MR HARGREAVES (Brindabella—Minister for Territory and Municipal Services, Minister for Housing, Minister for Multicultural Affairs) (5.08): I first need to address some of the things that Dr Foskey said. She spoke about hazardous chemicals and all that sort of thing. I seem to have missed the congratulations that the Greens gave us over the latest initiative relating to fluorescent light tubes. They can now be recycled at Mugga Lane and at Mitchell. But I did not hear any encouragement from those opposite or Dr Foskey about that at all.

It is sad because sometimes Dr Foskey talks a lot of sense and sometimes she lets us all down. She talks from a considered basis of ignorance. She described our treatment of Revolve as heavy-handed. That is nothing short of pure ignorance from someone who can speak in this place under privilege. Let me say this for your information, Mr Assistant Speaker, and for the information of Dr Foskey: these people are the experts in green waste and they know how to dispose of green waste. We have seen it happen already. It is called a tap on the shoulder. That is the ultimate disposal of the green waste.

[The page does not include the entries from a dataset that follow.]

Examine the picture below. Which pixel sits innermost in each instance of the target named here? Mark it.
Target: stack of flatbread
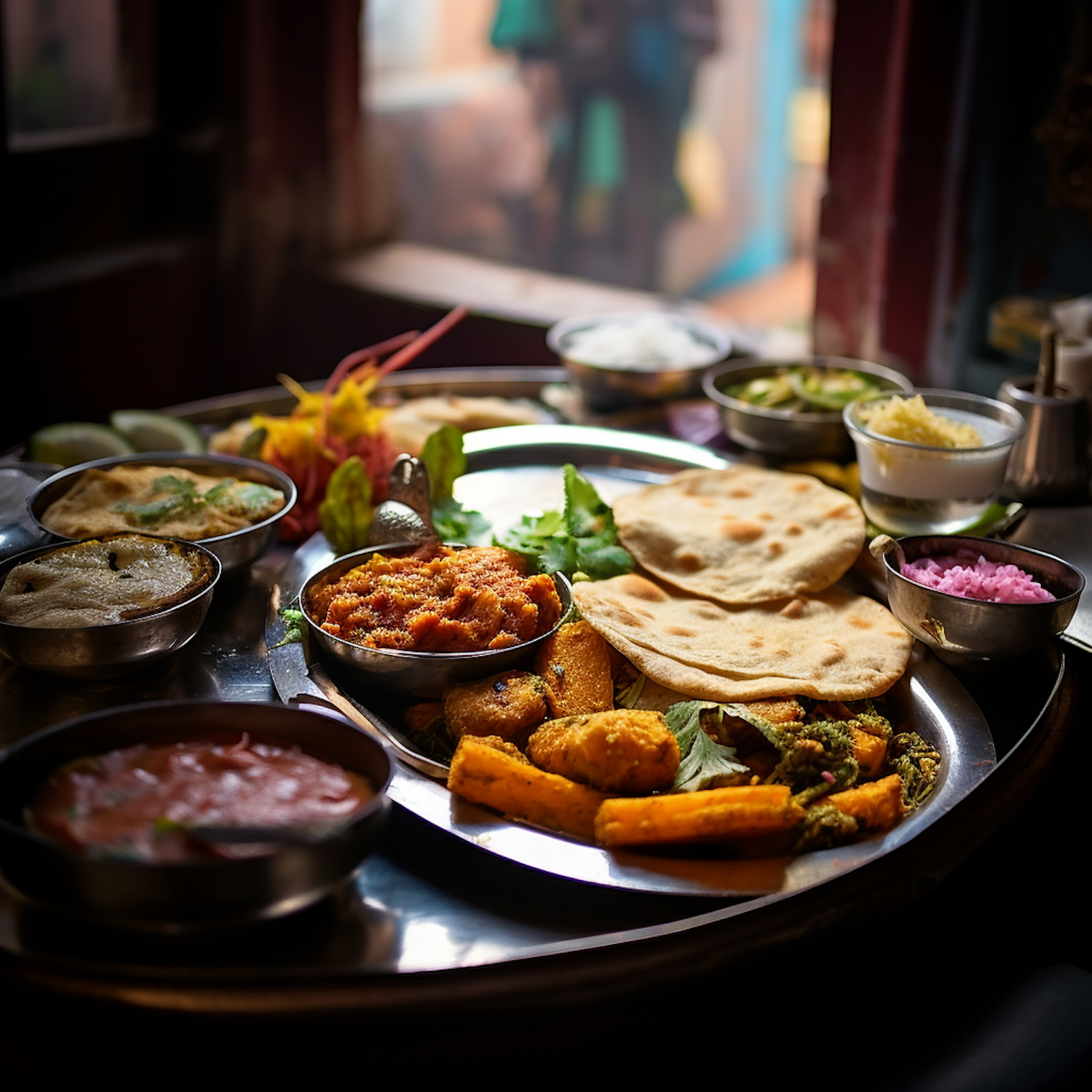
(734, 601)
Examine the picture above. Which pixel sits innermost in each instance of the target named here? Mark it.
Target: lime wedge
(157, 432)
(76, 443)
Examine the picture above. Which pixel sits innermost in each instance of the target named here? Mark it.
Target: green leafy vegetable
(293, 626)
(705, 764)
(229, 495)
(456, 524)
(445, 461)
(580, 542)
(181, 498)
(917, 762)
(345, 513)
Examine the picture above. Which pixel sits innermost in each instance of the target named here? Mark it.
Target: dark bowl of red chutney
(232, 874)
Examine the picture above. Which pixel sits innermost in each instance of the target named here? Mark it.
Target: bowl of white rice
(630, 358)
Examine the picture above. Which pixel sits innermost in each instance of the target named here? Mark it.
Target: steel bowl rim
(153, 458)
(858, 430)
(39, 737)
(218, 568)
(1063, 601)
(721, 340)
(416, 655)
(796, 416)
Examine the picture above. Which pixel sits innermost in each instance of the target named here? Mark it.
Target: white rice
(644, 344)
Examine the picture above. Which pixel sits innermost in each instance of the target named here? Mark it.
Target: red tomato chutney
(137, 803)
(438, 600)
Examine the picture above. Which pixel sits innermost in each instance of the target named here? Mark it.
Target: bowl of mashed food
(174, 816)
(229, 505)
(793, 408)
(978, 598)
(932, 462)
(104, 607)
(626, 360)
(422, 620)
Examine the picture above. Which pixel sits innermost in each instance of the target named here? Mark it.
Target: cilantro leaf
(705, 764)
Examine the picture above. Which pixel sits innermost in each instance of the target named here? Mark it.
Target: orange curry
(438, 600)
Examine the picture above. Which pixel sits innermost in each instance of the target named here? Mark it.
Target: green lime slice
(157, 432)
(76, 443)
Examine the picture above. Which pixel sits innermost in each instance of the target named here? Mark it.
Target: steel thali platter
(515, 470)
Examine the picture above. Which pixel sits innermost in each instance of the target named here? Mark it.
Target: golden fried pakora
(620, 751)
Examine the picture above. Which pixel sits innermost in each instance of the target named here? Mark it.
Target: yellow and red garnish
(330, 426)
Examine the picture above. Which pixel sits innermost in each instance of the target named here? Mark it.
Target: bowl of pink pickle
(978, 600)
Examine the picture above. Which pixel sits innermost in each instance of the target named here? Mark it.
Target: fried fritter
(508, 705)
(576, 665)
(620, 751)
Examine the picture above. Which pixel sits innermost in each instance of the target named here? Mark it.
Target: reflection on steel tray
(506, 467)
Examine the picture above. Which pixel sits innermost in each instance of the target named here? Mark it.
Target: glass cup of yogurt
(911, 487)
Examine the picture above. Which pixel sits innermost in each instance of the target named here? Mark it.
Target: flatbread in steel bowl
(742, 534)
(832, 646)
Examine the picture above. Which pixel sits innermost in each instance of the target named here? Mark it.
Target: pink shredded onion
(970, 574)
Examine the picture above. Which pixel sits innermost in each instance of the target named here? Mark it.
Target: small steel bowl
(115, 649)
(194, 893)
(422, 675)
(236, 550)
(917, 488)
(609, 387)
(788, 434)
(962, 630)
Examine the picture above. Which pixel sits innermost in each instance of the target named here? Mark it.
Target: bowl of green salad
(792, 410)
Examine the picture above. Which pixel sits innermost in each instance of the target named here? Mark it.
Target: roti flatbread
(834, 644)
(742, 534)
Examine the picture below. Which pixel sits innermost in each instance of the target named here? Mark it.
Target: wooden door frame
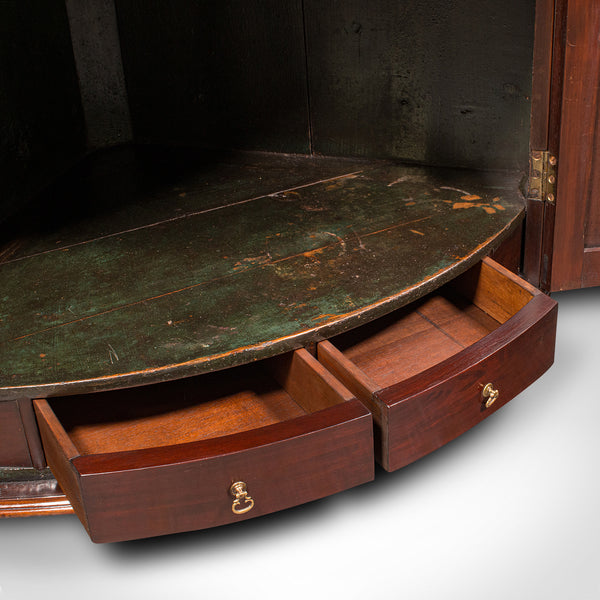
(565, 102)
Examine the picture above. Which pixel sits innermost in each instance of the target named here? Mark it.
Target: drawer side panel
(431, 409)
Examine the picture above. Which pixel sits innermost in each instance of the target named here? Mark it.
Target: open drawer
(436, 368)
(206, 451)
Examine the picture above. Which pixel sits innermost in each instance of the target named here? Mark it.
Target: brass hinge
(542, 176)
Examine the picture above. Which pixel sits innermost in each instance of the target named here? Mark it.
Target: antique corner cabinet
(249, 248)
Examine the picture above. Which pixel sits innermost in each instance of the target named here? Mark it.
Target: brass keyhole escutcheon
(242, 502)
(490, 395)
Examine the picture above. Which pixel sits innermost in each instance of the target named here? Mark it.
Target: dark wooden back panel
(229, 74)
(445, 83)
(41, 119)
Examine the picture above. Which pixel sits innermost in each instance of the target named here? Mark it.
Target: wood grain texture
(542, 74)
(434, 407)
(216, 263)
(446, 83)
(32, 434)
(227, 75)
(31, 492)
(495, 290)
(180, 488)
(14, 451)
(577, 227)
(41, 119)
(307, 382)
(426, 365)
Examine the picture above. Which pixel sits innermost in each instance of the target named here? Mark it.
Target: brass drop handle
(242, 502)
(490, 395)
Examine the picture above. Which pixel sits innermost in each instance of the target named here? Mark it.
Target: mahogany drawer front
(153, 491)
(424, 409)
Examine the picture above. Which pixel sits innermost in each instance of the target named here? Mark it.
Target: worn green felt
(149, 266)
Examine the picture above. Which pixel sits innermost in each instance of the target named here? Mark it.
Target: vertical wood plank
(14, 451)
(578, 165)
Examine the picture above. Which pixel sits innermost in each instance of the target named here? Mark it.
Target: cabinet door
(571, 248)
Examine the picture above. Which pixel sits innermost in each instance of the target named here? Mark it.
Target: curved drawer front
(423, 397)
(154, 491)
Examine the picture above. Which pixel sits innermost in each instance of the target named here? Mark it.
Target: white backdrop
(509, 510)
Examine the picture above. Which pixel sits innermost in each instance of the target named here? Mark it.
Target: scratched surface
(152, 265)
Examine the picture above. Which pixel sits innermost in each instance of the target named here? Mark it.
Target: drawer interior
(415, 338)
(199, 408)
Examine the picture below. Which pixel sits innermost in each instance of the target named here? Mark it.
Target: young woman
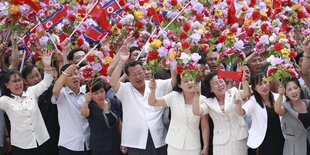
(265, 133)
(103, 117)
(28, 130)
(183, 136)
(295, 120)
(230, 130)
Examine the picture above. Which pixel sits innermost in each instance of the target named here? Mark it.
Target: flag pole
(176, 16)
(23, 61)
(92, 49)
(29, 31)
(146, 43)
(83, 20)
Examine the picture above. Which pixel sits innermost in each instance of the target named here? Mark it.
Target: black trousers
(65, 151)
(35, 151)
(150, 149)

Let me turn to Revolve. There was a contract with Thiess, not with the government, and it terminated. It came to the end of its time. We are obliged under the Financial Management Act and the ACT Government Procurement Act to go to public tender. We would be crucified by the ACCC if we did anything else. We would have breached the acts and we would have been treated just like Mrs Carnell and thrown on the scrapheap of history—the same as Dr Foskey is about to go onto the scrapheap of history.

Mr Assistant Speaker, we conformed with the acts and what happened? Of course, she is doing as most people do. She is wandering off. She does not want to hear the truth about Revolve. But I will put it on the record. They lost the tender. There is nothing I can do about it. Why, I hear you ask? I was not involved in it. It was done by Procurement Solutions, an arm of Treasury. It was not done by my department. It was done at arm’s length. They then established themselves somewhere else and they owe the territory in excess of $20,000 in rent.